The focus of intelligent assistants today seems centered primarily on buying more Whole Foods and Amazon items or recommending things from corporate global 500 companies, but an assistant that can be smart about local business recommendations, like ambient computing available everywhere, realizes an ideal use case.

6. Call your smartphone

Again, seems simple, right? So do reminders and timers, but they’re still the most popular features available. Calling your own phone to locate it is something I do a few times a month. It saves not just the time needed to search for my phone, but also the frustration that builds when the phone always seems to go missing right before I have to run out the door.

7. Enjoy kids’ stories and games

Kids have a lot of fun giving Google the business. It’s fun to watch, sort of like setting up answering machines for my grandparents when I was growing up.

Google has made its pitch to parents via kids for some time now, and there’s a handful of fun things for kids, such as dozens of books that can play sounds and theme music while they read and voice apps that can play stories for them to hear.

Character-themed alarms from Teenage Mutant Ninja Turtles and others that give words of encouragement came out last month.
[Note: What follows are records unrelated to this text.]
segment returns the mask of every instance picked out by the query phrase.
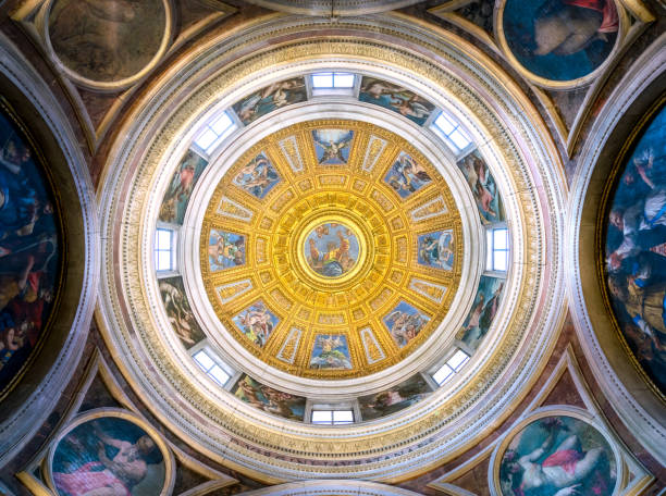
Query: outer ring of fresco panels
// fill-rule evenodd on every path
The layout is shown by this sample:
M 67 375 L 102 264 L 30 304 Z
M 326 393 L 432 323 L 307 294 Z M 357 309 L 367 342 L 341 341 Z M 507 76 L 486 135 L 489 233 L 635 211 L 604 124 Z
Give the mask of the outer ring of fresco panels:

There’s also more than 50 apps and games made especially for kids.

Letting kids play these games requires the creation of a Family Link account. Family Link is used to control the use of devices by kids within the Android ecosystem, so a parent can limit the amount of YouTube their kid watches or time spent playing apps.

8. Set up multilingual mode

In August, Google was the first of the intelligent assistant makers to become available in multilingual mode. At launch, Google Home speakers can speak a combination of English, French, German, Italian, Japanese, and Spanish.

This is particularly significant because roughly 35 million people in the United States speak a language other than English at home, according to the U.S. Census. Multilingual household rates are even higher in many other parts of the world.

Given the number of multilingual households out there, learning how to communicate with people who speak more than one language isn’t just being sensitive to the needs of tens of millions of U.S. households. It’s also a challenge to be surmounted for natural language to be adopted worldwide.

This, along with localization to understand accents (ever seen someone with a Scottish accent try to speak to an AI assistant? Not pretty) is the future.

AI assistants are powered by natural language processing. If someone’s natural way of talking spans more than one language, then multilingual understanding is incredibly important to the advancement of the field, especially when speaking with people in their own homes.

In total, Google Assistant is now able to speak 30 languages, a company spokesperson told VentureBeat, a promise Google initially made back in February.

Google Home Hub

Above: Google Home Hub

Image Credit: Google

9. Enhance digital well-being

Sometimes you don’t want or need to access the grand variety of features Google places in its assistant. Sometimes it’s best to turn away, unwind, and tune out.

That’s why Google introduced Digital Well-Being and Downtime for Home speakers. You can use those features to reject calls and messages, limit questions, block voice apps, and restrict access to music and videos.

It’s not a new concept — Apple introduced similar limitations for iOS this year — but it’s worth checking out.

10. Send stuff to your phone

With basic voice commands to a Home speaker, you can send information to your smartphone, including sports scores, directions, and traffic reports. Some voice apps are also able to send search results to your phone.

This approach underlines the great variety of things you get when using Google Assistant across a smartphone and Home speakers, such as the upcoming ability to access Google Assistant from the lock screen of your smartphone.

So that’s it. Enjoy your Home in your house. Again, if you’d like more tips, check out last year’s list for more ideas.